I am trying to write a simple program using RxJava to generate an infinite sequence of natural numbers. So, far I have found two ways to generate sequence of numbers using Observable.timer() and Observable.interval(). I am not sure if these functions are the right way to approach this problem. I was expecting a simple function like one we have in Java 8 to generate infinite natural numbers.

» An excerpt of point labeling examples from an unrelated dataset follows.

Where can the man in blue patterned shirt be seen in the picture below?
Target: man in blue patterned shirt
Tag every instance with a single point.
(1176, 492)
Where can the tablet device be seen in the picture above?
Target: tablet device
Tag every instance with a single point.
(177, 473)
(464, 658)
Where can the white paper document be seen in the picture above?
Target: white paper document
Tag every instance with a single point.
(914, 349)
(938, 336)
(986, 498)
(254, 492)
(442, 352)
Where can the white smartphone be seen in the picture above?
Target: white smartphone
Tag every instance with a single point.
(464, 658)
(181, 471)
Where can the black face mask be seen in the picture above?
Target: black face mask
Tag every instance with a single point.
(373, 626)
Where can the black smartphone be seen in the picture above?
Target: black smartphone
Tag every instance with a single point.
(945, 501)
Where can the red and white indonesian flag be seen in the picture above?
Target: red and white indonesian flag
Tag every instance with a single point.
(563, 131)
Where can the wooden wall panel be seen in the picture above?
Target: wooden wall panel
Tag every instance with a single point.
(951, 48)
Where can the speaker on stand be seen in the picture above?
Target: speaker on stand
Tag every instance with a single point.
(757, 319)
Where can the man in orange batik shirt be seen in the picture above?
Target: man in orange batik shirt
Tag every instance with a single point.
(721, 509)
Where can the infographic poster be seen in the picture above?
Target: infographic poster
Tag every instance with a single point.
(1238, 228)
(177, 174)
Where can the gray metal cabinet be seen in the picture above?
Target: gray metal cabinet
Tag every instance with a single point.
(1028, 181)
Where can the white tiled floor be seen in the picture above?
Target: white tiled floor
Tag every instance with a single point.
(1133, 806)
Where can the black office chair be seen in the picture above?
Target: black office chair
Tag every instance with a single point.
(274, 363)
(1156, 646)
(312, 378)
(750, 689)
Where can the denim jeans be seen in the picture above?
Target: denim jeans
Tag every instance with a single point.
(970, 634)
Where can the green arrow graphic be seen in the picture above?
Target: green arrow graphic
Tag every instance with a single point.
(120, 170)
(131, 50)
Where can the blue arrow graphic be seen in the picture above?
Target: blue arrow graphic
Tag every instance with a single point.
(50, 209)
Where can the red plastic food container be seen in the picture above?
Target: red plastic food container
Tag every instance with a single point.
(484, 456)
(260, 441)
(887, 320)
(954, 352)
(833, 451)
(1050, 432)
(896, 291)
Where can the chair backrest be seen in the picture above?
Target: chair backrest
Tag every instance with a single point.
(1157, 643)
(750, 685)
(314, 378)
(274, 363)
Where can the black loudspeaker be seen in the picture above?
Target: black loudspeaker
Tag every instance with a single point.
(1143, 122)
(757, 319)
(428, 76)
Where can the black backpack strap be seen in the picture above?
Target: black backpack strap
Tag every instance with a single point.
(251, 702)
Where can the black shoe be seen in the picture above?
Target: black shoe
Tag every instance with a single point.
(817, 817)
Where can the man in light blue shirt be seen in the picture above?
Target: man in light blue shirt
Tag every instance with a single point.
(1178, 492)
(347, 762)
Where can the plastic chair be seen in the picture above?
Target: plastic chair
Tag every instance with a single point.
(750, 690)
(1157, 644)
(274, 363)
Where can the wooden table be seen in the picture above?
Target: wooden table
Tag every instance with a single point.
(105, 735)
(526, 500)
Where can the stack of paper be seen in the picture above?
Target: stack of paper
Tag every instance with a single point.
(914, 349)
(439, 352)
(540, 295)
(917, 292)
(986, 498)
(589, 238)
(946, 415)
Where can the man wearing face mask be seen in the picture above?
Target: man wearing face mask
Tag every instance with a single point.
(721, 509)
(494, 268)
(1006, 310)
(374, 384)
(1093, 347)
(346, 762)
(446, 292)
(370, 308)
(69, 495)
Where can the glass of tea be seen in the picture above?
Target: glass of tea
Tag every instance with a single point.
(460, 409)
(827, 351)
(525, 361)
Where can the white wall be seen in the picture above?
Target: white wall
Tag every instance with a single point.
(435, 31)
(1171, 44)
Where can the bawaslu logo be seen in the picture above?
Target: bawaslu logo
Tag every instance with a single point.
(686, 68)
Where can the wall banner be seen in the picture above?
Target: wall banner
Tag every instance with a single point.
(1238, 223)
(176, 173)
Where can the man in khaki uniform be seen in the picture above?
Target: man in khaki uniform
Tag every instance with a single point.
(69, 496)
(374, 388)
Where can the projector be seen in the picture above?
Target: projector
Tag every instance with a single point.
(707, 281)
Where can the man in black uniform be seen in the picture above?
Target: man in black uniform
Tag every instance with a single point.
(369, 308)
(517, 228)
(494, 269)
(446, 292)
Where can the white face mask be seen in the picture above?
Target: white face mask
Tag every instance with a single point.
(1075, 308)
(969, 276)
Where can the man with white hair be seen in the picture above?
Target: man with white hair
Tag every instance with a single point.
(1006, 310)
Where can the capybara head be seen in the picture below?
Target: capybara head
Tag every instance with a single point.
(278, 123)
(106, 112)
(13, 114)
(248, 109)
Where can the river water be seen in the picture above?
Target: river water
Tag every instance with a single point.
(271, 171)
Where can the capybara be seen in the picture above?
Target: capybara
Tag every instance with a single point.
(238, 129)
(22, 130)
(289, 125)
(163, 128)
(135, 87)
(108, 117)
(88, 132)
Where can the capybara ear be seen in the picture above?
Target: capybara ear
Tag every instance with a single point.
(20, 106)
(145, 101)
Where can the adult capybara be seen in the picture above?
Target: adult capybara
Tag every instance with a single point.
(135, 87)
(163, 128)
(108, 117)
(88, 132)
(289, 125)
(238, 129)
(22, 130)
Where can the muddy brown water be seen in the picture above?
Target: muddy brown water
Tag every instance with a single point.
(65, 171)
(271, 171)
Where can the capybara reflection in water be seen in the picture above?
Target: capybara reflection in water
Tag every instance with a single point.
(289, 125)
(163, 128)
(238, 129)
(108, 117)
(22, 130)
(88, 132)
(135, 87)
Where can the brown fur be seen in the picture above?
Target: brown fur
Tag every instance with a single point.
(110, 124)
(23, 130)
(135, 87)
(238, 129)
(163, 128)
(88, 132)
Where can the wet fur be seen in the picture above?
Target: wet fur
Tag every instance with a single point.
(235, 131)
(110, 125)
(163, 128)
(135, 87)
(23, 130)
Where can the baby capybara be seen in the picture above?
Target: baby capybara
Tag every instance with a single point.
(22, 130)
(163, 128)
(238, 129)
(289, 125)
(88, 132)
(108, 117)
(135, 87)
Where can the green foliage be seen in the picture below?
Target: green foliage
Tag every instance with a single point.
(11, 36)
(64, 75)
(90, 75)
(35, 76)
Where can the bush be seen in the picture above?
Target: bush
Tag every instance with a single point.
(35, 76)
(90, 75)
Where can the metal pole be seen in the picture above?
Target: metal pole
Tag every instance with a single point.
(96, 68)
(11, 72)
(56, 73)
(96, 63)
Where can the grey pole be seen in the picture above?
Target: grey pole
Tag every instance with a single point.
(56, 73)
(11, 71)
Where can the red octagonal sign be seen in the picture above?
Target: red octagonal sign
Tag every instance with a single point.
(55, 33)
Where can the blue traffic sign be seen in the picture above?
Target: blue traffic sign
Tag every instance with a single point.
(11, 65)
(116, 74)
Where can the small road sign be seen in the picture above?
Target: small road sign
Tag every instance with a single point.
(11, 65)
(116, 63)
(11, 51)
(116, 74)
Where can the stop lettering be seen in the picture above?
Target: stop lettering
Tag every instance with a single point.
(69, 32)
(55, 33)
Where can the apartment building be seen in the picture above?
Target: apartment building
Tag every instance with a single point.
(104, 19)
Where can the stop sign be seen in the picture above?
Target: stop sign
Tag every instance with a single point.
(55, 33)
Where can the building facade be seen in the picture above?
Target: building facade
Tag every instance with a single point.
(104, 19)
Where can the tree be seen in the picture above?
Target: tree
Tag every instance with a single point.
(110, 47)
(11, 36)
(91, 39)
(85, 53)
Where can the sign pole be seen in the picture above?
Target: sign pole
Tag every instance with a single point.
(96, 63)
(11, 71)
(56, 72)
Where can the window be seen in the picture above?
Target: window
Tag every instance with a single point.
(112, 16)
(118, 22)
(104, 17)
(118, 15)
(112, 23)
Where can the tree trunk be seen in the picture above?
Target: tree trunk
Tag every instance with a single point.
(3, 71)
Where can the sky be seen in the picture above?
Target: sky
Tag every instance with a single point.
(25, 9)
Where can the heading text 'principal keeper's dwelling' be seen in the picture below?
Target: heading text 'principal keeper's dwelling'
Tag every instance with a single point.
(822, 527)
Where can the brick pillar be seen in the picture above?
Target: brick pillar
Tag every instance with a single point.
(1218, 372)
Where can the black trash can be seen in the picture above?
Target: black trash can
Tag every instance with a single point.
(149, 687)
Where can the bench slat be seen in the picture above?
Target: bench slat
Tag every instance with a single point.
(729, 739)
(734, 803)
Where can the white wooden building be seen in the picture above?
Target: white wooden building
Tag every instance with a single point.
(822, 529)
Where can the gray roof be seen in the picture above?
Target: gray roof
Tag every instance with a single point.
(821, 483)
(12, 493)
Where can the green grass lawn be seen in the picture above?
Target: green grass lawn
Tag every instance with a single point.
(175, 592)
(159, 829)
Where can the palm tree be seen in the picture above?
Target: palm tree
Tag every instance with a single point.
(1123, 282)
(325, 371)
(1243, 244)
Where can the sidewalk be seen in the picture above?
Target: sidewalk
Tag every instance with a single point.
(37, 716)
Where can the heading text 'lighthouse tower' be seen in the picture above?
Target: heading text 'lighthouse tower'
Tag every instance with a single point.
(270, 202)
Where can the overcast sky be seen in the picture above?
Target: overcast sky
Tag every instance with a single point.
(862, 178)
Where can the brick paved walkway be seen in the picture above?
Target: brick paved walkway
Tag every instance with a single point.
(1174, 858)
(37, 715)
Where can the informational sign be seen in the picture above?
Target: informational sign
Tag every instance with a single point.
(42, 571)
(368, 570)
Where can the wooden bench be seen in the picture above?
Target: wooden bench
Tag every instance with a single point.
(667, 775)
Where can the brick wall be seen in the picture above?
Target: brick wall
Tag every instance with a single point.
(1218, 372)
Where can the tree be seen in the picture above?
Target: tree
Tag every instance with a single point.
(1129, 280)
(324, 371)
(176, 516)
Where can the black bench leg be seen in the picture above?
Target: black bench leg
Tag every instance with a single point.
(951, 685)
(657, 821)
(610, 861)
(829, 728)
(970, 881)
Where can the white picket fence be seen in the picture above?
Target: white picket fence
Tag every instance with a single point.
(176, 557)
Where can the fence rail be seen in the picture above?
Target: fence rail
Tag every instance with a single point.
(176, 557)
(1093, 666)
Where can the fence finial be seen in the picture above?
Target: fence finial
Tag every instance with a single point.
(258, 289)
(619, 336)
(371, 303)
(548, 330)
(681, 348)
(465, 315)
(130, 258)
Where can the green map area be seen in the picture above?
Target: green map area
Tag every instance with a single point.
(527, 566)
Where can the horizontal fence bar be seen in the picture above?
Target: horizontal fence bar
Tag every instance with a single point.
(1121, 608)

IntStream.iterate(1, value -> value +1).forEach(System.out::println);
I tried using IntStream with Observable but that does not work correctly. It sends infinite stream of numbers only to first subscriber. How can I correctly generate infinite natural number sequence?
import rx.Observable;
import rx.functions.Action1;
import java.util.stream.IntStream;
public class NaturalNumbers {
public static void main(String[] args) {
Observable<Integer> naturalNumbers = Observable.<Integer>create(subscriber -> {
IntStream stream = IntStream.iterate(1, val -> val + 1);
stream.forEach(naturalNumber -> subscriber.onNext(naturalNumber));
});
Action1<Integer> first = naturalNumber -> System.out.println("First got " + naturalNumber);
Action1<Integer> second = naturalNumber -> System.out.println("Second got " + naturalNumber);
Action1<Integer> third = naturalNumber -> System.out.println("Third got " + naturalNumber);
naturalNumbers.subscribe(first);
naturalNumbers.subscribe(second);
naturalNumbers.subscribe(third);
}
}
The problem is that the on naturalNumbers.subscribe(first);, the OnSubscribe you implemented is being called and you are doing a forEach over an infinite stream, hence why your program never terminates.
One way you could deal with it is to asynchronously subscribe them on a different thread. To easily see the results I had to introduce a sleep into the Stream processing:
Observable<Integer> naturalNumbers = Observable.<Integer>create(subscriber -> {
IntStream stream = IntStream.iterate(1, i -> i + 1);
stream.peek(i -> {
try {
// Added to visibly see printing
Thread.sleep(50);
} catch (InterruptedException e) {
}
}).forEach(subscriber::onNext);
});
final Subscription subscribe1 = naturalNumbers
.subscribeOn(Schedulers.newThread())
.subscribe(first);
final Subscription subscribe2 = naturalNumbers
.subscribeOn(Schedulers.newThread())
.subscribe(second);
final Subscription subscribe3 = naturalNumbers
.subscribeOn(Schedulers.newThread())
.subscribe(third);
Thread.sleep(1000);
System.out.println("Unsubscribing");
subscribe1.unsubscribe();
subscribe2.unsubscribe();
subscribe3.unsubscribe();
Thread.sleep(1000);
System.out.println("Stopping");
Observable.Generate is exactly the operator to solve this class of problem reactively. I also assume this is a pedagogical example, since using an iterable for this is probably better anyway.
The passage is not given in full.